Depuis quelques mois, en Uruguay comme dans le Sud du Brésil, des déclarations de fonctionnaires de l’entreprise suédo-finnoise Stora Enso et d’autorités gouvernementales des deux pays circulent avec insistance, vantant les bénéfices que l’installation des usines de pâte de l’entreprise en question apportera aux habitants de la région.
Nils Grafström, président de Stora Enso pour l’Amérique latine, et d’autres cadres supérieurs de la firme parcourent diverses localités des deux pays dans le seul but d’annoncer la richesse, le développement et la préservation de l’environnement. Quelque chose de semblable arrive aussi en ce moment dans d’autres pays latino-américains, africains et asiatiques, en Chine par exemple, où les Suédois et les Finnois n’arrêtent pas de vanter les bontés sociales, économiques et écologiques de leurs projets, qui consistent à établir des milliers d’hectares de plantations et de nouvelles usines de pâte.
Or, les faits montrent qu’une fois les entreprises installées dans les pays du Sud, la réalité est très différente de leurs promesses.
L’expérience de l’usine de pâte Veracel (propriété conjointe de Stora Enso et Aracruz, gérée par la première) dans l’état brésilien de Bahia est un exemple clair de non-durabilité. C’est ce que nous trouvons dans une lettre que nous avons reçue, signée par un groupe important d’« hommes, femmes et enfants, travailleurs ruraux et urbains, indigènes, écologistes, scientifiques, professeurs et étudiants » de cette région brésilienne, qui dénoncent « la situation de dégradation et de misère dans laquelle se trouve la région de l’Extrême Sud de Bahia, situation suscitée par l’entreprise de pâte Veracel, une joint-venture de Stora Enso ».

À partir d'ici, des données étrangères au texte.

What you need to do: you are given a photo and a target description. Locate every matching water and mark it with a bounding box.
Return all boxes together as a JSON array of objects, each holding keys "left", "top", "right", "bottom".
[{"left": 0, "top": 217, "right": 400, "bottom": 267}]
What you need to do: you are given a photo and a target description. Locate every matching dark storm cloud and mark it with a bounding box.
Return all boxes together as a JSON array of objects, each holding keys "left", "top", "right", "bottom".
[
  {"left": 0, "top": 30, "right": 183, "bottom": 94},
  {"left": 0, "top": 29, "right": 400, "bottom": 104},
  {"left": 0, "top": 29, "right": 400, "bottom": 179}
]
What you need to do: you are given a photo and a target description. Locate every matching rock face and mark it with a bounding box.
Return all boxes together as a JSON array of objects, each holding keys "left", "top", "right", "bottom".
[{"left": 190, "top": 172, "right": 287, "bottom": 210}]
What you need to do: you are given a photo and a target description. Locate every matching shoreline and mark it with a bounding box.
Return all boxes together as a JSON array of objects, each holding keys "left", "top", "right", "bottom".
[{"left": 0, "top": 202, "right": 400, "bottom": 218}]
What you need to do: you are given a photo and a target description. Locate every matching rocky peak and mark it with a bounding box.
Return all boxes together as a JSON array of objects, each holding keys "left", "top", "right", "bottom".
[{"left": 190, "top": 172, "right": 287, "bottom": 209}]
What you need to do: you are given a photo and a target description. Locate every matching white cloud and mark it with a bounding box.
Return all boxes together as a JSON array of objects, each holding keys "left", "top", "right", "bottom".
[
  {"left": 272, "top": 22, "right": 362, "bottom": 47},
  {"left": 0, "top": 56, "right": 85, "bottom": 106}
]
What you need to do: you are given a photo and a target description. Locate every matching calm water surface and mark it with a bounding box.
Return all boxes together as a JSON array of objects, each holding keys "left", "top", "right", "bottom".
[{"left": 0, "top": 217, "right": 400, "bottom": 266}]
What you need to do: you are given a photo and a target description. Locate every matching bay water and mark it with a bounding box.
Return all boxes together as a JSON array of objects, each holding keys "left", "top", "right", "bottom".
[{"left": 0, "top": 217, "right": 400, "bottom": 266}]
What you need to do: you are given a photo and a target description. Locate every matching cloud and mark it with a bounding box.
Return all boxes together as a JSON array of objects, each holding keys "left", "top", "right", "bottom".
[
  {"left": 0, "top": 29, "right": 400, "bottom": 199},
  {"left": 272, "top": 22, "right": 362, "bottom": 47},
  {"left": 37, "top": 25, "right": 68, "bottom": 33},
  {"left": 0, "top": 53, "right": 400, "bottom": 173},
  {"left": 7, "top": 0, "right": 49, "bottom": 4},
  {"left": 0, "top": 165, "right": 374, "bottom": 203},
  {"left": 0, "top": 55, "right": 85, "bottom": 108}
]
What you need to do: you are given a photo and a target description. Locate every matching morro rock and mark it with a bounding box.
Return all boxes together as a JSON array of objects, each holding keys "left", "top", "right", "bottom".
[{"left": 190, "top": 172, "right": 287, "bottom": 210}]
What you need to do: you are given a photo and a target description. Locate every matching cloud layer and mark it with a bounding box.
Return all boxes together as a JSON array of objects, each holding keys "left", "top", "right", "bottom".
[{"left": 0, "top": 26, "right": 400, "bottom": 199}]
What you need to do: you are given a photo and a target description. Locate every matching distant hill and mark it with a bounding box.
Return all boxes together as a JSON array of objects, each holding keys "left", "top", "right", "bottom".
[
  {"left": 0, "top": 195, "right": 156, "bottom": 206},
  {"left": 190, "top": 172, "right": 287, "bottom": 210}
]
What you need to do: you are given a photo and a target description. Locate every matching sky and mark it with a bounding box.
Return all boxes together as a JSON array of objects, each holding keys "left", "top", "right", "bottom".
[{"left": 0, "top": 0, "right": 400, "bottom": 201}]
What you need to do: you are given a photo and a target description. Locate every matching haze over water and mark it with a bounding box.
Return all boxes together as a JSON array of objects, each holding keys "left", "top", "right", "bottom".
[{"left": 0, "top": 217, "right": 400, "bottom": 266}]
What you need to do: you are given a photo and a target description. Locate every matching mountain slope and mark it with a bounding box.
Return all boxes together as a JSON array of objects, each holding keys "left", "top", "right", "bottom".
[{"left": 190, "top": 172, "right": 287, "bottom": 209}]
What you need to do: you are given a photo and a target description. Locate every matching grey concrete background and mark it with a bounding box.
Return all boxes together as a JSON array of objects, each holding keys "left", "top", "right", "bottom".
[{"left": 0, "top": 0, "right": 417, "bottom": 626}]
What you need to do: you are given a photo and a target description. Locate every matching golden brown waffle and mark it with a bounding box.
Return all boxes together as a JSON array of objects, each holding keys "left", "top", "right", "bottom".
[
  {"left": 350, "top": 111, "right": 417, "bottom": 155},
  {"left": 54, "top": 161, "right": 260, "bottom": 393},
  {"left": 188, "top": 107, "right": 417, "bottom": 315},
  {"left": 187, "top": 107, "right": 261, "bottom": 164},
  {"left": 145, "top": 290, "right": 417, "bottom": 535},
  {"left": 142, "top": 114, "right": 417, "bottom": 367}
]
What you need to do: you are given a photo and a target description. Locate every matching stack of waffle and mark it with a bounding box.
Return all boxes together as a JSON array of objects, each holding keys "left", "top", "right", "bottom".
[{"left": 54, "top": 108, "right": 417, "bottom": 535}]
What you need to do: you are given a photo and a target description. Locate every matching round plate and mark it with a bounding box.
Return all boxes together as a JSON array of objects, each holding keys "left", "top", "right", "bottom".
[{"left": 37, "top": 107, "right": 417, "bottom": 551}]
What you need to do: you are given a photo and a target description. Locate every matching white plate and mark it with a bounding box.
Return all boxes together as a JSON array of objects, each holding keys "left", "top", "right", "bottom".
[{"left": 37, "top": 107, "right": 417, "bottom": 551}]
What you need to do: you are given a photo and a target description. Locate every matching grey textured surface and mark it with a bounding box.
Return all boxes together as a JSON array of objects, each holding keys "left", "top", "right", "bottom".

Cette situation est le résultat des dommages sociaux et écologiques provoqués autant par les grandes monocultures d’arbres que l’entreprise ne cesse d’établir depuis des années dans la région pour disposer de la matière première nécessaire, que par l’usine elle-même, qui a commencé à fonctionner en 2005 avec une production annuelle de 900 000 tonnes de pâte pour l’exportation.
La lettre dit que « depuis des années, Veracel est à l’origine de la dégradation de l’environnement, de la concentration de terres, de l’expulsion de milliers de travailleurs ruraux vers les périphéries des villes, avec les grands bouleversements écologiques et sociaux que cela comporte ».
En ce qui concerne la génération d’emplois, la lettre affirme : « non satisfaite de l’étendue de terres qu’elle a acquises dans l’extrême Sud de Bahia pour la plantation d’eucalyptus, Veracel Celulose avance maintenant vers le Sud de l’État » ; « rien que dans la municipalité de Mascote, l’entreprise a acheté des propriétés diverses. Environ 400 travailleurs ont perdu leur travail. Une bonne partie de ces travailleurs sont allés s’installer dans la périphérie des villes voisines ».
D’après les signataires de la lettre, ce qui est en train d’arriver en Uruguay et dans bien d’autres pays arrive aussi chez eux : « Dans l’une des propriétés du groupe Santa Rita (constitué par quatre établissements d’élevage) acheté par Veracel ... les maisons, les corrals et les plantations ont déjà été rasés pour effacer toute trace des êtres humains qui, un jour, ont habité là et vécu de la terre ».
Comme dans d’autres régions aussi, les plantations ont des effets sur l’eau ; à ce propos, la lettre dit : « Dans toute la région, la plantation extensive d’eucalyptus a provoqué la disparition de divers fleuves et ruisseaux ».
Lorsque Stora Enso s’est installée en Bahia, elle a fait les mêmes promesses d’emploi, de croissance et de richesse qu’elle fait maintenant dans d’autres pays. Par exemple, on lit dans la presse uruguayenne que, d’après « les informations reçues de Stora Enso à ce jour », l’entreprise va créer, dans la période de fonctionnement, « environ 3 000 emplois directs et indirects ». Dans le cas de Bahia, non seulement cette promesse n’a pas été tenue mais l’entreprise a provoqué l’exode rural, le chômage et la misère.
Nous aimerions savoir jusqu’à quand ces entreprises pourront continuer de mentir impunément.